Время было суровое. Как-то я с товарищем, отличавшимся сонливостью, поехал в разведку. На краю села мы наткнулись внезапно на двоих кавалеристов, нас разделяли каких-нибудь тридцать метров. Кавалеристы были в бурках, и один из них с пикой, на одежде никаких отметок. Это меня сразу насторожило. Я остановился, те тоже остановились, увидев мою винтовку со взведенным курком. Они стали звать нас, чтоб мы подошли ближе. Простоватый товарищ мой пошел к ним, а я, почему-то чуя неладное, остался на месте, не спуская с них внимательного взгляда. Напрасно они звали меня. Потом один сказал:


«У тебя винтовка заткнута листьями, разорвет при выстреле».


Дуло винтовки у меня действительно было заткнуто, чтобы в ствол не набивалась пыль.


Они поняли, что без урона ничего не добьются, и решили удалиться.
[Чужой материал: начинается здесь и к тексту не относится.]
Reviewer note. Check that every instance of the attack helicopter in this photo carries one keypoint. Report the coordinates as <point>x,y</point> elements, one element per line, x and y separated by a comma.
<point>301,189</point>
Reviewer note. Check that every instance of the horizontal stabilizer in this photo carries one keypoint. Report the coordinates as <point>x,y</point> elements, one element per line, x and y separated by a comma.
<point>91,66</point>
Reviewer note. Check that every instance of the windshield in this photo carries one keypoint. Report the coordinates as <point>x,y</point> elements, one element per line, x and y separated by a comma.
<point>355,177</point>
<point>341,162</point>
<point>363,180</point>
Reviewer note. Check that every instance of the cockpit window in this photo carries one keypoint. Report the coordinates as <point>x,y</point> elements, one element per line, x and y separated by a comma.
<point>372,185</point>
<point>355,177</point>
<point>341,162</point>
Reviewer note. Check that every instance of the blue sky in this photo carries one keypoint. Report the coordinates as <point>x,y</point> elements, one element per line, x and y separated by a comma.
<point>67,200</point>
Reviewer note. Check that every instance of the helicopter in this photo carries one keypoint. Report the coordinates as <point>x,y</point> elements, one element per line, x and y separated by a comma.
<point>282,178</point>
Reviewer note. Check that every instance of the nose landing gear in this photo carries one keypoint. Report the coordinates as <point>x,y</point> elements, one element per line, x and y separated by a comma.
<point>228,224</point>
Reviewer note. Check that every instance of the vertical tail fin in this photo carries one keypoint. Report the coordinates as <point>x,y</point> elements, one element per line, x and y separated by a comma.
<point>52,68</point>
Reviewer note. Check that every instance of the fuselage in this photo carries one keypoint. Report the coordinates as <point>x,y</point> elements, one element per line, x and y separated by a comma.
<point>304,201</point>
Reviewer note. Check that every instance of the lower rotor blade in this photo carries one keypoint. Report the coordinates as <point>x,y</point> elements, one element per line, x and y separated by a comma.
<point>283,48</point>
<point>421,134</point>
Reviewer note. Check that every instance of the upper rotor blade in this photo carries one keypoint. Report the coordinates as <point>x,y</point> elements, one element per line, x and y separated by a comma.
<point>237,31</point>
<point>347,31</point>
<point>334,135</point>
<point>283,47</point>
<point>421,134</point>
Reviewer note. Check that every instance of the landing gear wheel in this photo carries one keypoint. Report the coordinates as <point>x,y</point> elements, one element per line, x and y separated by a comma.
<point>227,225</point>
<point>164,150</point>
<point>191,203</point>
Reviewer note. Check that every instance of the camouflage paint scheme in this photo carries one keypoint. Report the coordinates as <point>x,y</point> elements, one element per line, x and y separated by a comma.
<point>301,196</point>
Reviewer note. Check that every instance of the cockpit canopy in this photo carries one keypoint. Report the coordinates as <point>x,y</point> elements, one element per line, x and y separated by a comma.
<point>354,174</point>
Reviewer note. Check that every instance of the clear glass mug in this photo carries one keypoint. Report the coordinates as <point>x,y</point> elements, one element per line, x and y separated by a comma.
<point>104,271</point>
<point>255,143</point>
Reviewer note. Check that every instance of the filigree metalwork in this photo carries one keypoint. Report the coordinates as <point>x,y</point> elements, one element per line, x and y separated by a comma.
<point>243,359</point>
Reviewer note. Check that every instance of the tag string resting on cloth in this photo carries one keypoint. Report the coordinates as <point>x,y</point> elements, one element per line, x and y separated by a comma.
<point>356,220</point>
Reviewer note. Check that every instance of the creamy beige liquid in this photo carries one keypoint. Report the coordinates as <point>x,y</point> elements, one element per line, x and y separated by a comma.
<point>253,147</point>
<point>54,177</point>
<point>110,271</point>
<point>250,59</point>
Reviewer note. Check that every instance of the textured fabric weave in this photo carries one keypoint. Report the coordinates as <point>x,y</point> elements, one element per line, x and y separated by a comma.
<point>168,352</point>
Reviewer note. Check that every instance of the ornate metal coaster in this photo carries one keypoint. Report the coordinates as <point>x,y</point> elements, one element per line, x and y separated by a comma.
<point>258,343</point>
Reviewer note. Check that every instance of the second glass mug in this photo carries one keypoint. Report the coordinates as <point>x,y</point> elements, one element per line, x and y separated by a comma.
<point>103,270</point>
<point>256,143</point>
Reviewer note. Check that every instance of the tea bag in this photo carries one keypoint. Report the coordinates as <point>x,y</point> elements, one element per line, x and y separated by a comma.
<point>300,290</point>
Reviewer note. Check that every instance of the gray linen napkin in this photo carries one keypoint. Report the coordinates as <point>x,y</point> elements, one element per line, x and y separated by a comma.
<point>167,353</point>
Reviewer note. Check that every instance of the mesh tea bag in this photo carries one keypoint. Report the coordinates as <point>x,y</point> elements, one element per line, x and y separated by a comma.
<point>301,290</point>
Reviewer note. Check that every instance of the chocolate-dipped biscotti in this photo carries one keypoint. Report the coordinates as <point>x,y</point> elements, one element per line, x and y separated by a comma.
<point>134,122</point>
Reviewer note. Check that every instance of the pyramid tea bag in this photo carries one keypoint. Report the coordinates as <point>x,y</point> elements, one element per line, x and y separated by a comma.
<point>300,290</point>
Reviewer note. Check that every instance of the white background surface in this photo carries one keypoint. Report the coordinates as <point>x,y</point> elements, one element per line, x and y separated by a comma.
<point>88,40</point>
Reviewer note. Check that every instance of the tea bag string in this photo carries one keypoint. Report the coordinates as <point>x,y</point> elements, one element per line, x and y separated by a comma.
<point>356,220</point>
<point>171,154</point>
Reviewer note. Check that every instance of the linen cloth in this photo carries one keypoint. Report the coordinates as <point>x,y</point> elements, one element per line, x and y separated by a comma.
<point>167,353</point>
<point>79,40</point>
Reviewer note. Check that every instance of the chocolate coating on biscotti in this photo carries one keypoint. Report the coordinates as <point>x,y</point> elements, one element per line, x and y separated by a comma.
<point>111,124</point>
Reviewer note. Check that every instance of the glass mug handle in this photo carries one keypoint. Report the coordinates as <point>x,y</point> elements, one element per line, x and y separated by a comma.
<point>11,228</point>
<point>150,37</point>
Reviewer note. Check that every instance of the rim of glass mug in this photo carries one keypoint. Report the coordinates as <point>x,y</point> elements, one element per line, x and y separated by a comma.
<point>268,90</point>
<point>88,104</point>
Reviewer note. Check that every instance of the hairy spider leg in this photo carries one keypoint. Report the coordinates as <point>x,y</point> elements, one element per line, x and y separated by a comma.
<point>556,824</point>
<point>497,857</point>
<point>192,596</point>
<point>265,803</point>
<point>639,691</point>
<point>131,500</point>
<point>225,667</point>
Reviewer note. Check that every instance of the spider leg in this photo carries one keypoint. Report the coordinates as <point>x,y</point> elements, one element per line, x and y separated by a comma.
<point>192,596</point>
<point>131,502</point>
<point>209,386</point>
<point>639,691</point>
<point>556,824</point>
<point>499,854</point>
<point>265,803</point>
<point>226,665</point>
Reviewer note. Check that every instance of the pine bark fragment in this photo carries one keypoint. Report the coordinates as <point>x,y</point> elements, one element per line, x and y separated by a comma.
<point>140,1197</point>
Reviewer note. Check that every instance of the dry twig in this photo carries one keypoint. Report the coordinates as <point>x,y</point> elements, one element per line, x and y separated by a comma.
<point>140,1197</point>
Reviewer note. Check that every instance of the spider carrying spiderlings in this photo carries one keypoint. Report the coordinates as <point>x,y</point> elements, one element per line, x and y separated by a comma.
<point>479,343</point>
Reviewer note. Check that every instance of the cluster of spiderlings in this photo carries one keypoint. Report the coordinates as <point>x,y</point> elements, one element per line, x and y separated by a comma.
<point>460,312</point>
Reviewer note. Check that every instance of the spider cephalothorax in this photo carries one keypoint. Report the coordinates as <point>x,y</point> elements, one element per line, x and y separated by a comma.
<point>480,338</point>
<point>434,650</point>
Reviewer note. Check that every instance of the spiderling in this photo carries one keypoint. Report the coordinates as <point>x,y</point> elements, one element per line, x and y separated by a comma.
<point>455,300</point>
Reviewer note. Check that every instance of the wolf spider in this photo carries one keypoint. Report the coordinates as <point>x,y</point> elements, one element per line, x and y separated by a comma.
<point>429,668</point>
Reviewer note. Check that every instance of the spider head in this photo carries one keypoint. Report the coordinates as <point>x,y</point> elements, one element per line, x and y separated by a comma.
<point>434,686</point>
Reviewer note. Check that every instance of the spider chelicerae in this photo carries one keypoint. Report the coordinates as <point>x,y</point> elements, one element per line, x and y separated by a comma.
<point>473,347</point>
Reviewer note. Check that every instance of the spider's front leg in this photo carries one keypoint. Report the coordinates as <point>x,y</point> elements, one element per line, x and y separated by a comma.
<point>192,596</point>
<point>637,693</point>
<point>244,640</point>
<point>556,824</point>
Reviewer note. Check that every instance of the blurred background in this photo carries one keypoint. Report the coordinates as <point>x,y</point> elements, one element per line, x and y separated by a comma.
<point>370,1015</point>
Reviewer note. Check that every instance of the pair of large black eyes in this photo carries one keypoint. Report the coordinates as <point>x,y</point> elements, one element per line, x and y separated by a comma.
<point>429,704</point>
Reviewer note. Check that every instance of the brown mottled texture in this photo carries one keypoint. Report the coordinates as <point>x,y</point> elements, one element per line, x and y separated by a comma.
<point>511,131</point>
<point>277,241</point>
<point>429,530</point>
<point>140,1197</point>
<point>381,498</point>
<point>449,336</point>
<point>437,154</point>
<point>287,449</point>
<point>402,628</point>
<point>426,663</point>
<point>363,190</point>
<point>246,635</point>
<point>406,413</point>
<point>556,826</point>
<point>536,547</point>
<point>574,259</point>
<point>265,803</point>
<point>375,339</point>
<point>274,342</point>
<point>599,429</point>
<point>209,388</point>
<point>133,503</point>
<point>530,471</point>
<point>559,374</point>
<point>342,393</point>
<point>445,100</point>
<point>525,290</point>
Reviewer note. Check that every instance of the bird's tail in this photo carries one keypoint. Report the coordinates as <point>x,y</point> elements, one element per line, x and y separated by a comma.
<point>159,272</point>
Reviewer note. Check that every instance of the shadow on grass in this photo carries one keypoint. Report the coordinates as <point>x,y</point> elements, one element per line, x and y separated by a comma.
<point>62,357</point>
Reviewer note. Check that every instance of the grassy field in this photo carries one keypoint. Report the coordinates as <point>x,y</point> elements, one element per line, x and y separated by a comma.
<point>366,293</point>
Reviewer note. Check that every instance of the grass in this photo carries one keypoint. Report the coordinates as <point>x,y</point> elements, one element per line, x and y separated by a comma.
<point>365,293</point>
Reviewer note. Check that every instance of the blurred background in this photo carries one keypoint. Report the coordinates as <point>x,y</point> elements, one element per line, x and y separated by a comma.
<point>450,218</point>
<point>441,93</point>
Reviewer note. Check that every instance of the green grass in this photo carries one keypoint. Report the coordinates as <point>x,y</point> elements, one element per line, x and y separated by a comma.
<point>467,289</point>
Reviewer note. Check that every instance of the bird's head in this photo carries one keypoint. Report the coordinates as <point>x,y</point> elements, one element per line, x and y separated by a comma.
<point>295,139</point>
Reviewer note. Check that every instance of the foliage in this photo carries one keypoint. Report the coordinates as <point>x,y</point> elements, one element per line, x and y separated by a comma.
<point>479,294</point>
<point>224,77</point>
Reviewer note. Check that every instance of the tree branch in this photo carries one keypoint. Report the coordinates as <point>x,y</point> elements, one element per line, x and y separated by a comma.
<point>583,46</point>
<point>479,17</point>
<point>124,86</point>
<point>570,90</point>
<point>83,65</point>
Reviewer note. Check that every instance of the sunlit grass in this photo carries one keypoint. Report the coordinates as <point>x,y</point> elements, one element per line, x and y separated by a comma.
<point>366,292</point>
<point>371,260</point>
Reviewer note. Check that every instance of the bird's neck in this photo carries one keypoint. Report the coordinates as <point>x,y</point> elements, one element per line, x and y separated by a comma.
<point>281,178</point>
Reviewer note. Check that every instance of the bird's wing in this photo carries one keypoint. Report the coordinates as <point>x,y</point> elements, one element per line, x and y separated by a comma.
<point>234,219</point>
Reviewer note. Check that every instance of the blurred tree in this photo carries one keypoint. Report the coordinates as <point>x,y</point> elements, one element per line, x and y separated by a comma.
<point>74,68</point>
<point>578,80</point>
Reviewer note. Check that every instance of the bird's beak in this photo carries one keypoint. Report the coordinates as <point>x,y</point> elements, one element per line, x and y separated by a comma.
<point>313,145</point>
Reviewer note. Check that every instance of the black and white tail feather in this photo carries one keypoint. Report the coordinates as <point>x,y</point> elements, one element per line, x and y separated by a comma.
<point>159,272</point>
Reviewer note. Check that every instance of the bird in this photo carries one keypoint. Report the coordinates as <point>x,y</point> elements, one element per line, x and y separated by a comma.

«Такие дураки и по своих стреляют»,— сказали на прощание.


«Чего ты боялся?» — спросил меня товарищ.


«Ты лучше стань за плетень и посмотри, куда они поедут».


Проехав вдоль села, кавалеристы спустились в балочку, а на ту сторону не выехали. Через некоторое время они выскочили далеко влево, около самой горы.


«Теперь ты видел, какие это свои?»


«А чего они тогда нас не трогали?»


«А того, что одного из них я бы обязательно застрелил. А подошел бы — они б уложили нас».